21. November 2023
RezensionStefan Blankertz: Wider den Triumph repressiver Egalität
Zur Anatomie gekränkter Herrschaft
Stefan Blankertz neuestes Werk, eingeleitet mit einem Vorwort von Robert Grözinger, ist eine Antwort auf das Buch „Gekränkte Freiheit“ von Carolin Amlinger und Oliver Nachtwey. Das nämlich war der Versuch der Schaffung eines wissenschaftlichen Überbaus für den vom Verfassungsschutz neu eingerichteten Bereich „Delegitimierung des Staates“. Inhaltlich geht es darum, dass Amlinger und Nachtwey die These aufstellen, dass die libertären (also freiheitlichen) Impulse des neuen Protestmilieus in Wirklichkeit „autoritär“ seien.

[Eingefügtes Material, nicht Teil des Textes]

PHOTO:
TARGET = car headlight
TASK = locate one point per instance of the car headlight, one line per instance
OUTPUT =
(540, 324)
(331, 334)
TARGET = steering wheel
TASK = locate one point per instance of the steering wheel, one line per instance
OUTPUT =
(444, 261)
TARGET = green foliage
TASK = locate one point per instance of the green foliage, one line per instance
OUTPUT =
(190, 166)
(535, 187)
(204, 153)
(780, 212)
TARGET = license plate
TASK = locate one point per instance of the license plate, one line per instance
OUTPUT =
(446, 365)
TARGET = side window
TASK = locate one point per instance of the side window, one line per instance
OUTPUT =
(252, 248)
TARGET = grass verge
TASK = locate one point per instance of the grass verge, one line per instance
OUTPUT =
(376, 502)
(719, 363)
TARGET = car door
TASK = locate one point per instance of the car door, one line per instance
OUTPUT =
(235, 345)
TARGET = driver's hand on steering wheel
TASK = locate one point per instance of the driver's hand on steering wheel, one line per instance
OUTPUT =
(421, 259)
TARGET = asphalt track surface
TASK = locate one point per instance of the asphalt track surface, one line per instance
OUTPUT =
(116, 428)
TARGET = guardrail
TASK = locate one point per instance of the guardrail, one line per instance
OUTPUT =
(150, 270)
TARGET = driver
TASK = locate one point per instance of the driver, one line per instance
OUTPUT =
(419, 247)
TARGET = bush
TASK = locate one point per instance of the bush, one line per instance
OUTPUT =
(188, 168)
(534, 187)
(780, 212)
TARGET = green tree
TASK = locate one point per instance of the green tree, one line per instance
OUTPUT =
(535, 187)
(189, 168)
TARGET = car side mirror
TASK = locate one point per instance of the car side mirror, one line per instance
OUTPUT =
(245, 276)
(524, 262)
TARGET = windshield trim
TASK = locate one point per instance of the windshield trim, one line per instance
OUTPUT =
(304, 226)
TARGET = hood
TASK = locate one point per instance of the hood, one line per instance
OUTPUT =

Blankertz: „Dies ist eine psychologisierende Stigmatisierung, die die betreffenden Menschen zu Objekten macht und ihnen abspricht, inhaltlich Sinnvolles aussagen zu können.“ Auch versuchen Amlinger und Nachtwey zu beweisen, dass der „aufgeblähte Staat“ nur ein verschwörungstheoretisches Hirngespinst sei. Der Autor nimmt die Thesen ernst: „Ich fürchte, dass der Begriff ‚autoritärer Libertarismus‘ das Zeug hat, allgemeine Zustimmung zu erheischen.“ Von einer Analyse des libertären Protestes über die Diskussion der Dialektik bei Adorno und die Frage der vermeintlichen sozialschädlichen Idee von der Gewaltlosigkeit sowie elf transmarxistische Thesen gegen Engels bis hin zur Analyse und Funktion der Demokratie liefert Blankertz eine fundierte, sicherlich aber nicht einfache Antwort. Faszinierend ist, dass Amlinger und Nachtwey als Autor lediglich Robert Nozick verwenden, dessen Hauptwerk „Anarchie, Staat und Utopie“ (1974) sich nach Blankertz aber gerade gegen die These ausspricht, dass die Gesellschaft ohne Staatgewalt auskommt. Breiten Raum nimmt die Frage nach dem Charakter des Staates ein. Amlinger und Nachtwey beharren darauf, dass der Staat „ein Instrument zur Durchsetzung sozialer Fortschritte“ sei, während Blankertz am Klassenstaat bismarckscher Prägung (Sozialstaat) festhält. Blankertz´ Analyse überzeugt, wenngleich der Stoff Vorkenntnisse der freiheitlichen Soziologie erfordert. Eine Fallstudie zu „Konsensleugnern“ am Beispiel der Corona-Pandemie rundet das Buch ab.